In addition to their descendants, two members of the original crew of the Defiant still exist on the colony. The Changeling physiology of Odo has given him greater longevity than the rest (along with a more human appearance), while the Trill symbiont Dax continues to live on in a new host, Yedrin. Worf encounters the "Sons of Mogh", colonists who choose to live a Klingon lifestyle. The present-day Odo is trapped in his gelatinous form due to the fluctuations of the atmosphere, during which time the older Odo confesses that he has been in love with Kira since very early in their friendship.

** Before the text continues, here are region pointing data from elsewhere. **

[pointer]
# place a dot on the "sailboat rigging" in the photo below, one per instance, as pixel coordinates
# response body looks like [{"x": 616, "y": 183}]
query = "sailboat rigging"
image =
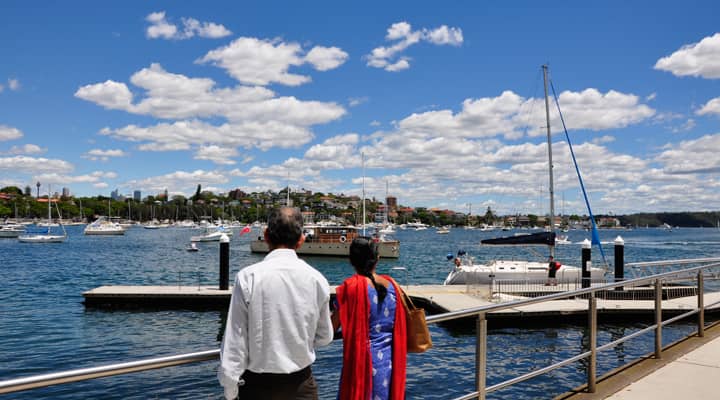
[
  {"x": 47, "y": 237},
  {"x": 467, "y": 271}
]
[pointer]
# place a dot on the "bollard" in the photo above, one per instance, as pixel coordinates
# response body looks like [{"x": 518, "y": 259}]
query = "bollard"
[
  {"x": 586, "y": 263},
  {"x": 619, "y": 261},
  {"x": 224, "y": 261}
]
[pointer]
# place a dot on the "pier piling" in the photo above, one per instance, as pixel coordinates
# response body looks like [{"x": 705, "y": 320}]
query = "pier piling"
[
  {"x": 619, "y": 261},
  {"x": 224, "y": 261},
  {"x": 586, "y": 263}
]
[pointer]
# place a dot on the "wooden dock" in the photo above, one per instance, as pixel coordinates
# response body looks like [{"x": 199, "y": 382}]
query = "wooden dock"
[{"x": 434, "y": 298}]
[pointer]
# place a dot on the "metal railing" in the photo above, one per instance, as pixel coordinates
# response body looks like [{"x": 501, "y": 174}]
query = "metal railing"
[{"x": 19, "y": 384}]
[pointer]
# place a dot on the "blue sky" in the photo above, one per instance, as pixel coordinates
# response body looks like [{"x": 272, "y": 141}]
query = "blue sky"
[{"x": 445, "y": 101}]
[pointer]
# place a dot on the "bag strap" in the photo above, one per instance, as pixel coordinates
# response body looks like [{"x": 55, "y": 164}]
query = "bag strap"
[{"x": 407, "y": 301}]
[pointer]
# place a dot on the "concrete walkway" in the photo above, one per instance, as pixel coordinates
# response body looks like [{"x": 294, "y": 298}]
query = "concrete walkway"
[
  {"x": 688, "y": 369},
  {"x": 693, "y": 376}
]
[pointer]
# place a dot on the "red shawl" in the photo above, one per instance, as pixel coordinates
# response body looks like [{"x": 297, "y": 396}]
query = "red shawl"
[{"x": 354, "y": 308}]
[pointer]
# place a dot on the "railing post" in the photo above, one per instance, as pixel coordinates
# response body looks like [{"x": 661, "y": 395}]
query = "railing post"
[
  {"x": 224, "y": 262},
  {"x": 481, "y": 355},
  {"x": 592, "y": 322},
  {"x": 701, "y": 304},
  {"x": 586, "y": 263},
  {"x": 619, "y": 261},
  {"x": 658, "y": 319}
]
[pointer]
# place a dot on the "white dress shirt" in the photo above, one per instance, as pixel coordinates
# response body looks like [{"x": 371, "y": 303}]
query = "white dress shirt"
[{"x": 278, "y": 314}]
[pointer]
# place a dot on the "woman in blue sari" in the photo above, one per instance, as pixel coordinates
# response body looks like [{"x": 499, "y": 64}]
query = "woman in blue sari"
[{"x": 368, "y": 308}]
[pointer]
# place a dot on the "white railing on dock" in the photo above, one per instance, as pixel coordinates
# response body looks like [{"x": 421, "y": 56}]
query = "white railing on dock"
[{"x": 590, "y": 294}]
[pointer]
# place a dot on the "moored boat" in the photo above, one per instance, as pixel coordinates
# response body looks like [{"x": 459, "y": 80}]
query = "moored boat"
[{"x": 332, "y": 240}]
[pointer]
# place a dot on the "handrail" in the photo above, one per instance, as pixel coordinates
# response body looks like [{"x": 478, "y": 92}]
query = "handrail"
[{"x": 37, "y": 381}]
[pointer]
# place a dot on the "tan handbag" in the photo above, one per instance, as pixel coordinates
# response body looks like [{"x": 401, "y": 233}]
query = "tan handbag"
[{"x": 418, "y": 334}]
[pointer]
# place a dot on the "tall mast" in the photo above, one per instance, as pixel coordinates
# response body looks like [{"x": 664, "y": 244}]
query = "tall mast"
[
  {"x": 363, "y": 168},
  {"x": 550, "y": 164}
]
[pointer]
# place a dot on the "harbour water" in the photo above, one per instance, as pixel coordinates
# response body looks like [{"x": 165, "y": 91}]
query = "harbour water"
[{"x": 45, "y": 328}]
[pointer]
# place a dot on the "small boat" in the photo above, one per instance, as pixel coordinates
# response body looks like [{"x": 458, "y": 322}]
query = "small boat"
[
  {"x": 562, "y": 239},
  {"x": 45, "y": 237},
  {"x": 102, "y": 226},
  {"x": 11, "y": 230},
  {"x": 332, "y": 240}
]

The officers now realize they face a dilemma. If they use the Defiant to safely leave the planet, they will never have traveled back in time and the community on the planet will be erased from existence. But if they allow history to repeat itself by crashing in the past, they will never see their homes and loved ones, and Kira will die in a few weeks. Yedrin shows them a way out by using the quantum bubble to duplicate the ship and crew so that they can make both choices at once. But it turns out to be a trick, as he wants to survive; if they try it, they will just repeat the crash.

After much discussion, and joining in the community's planting festival, they choose to repeat the crash. The crew, however, survives, hypothesizing that Yedrin gave up his timeline for the crew. But Odo reveals to Kira that the older Odo loved Kira so much he would rather prevent her death than allow the 8,000 colonists to survive. He secretly changed their programmed flight plan so that they escape from the bubble—causing the colony to vanish from existence.

==Production==
The outdoor shots of exoplanet "Gaia" were filmed in California.

== Reception ==
In 2015, Geek.com recommended this episode for their abbreviated Star Trek: Deep Space Nine binge-watching guide.

"Children of Time" was ranked as the fifth best romantic Star Trek episode by ScreenRant in 2017.

In 2018, Nerdist ranked this episode as the tenth most essential episode of the series.

In 2018, SyFy recommend this episode for its abbreviated watch guide for the Bajoran character Kira Nerys. They felt this was a fun episode and also important for the Odo - Kira relationship story.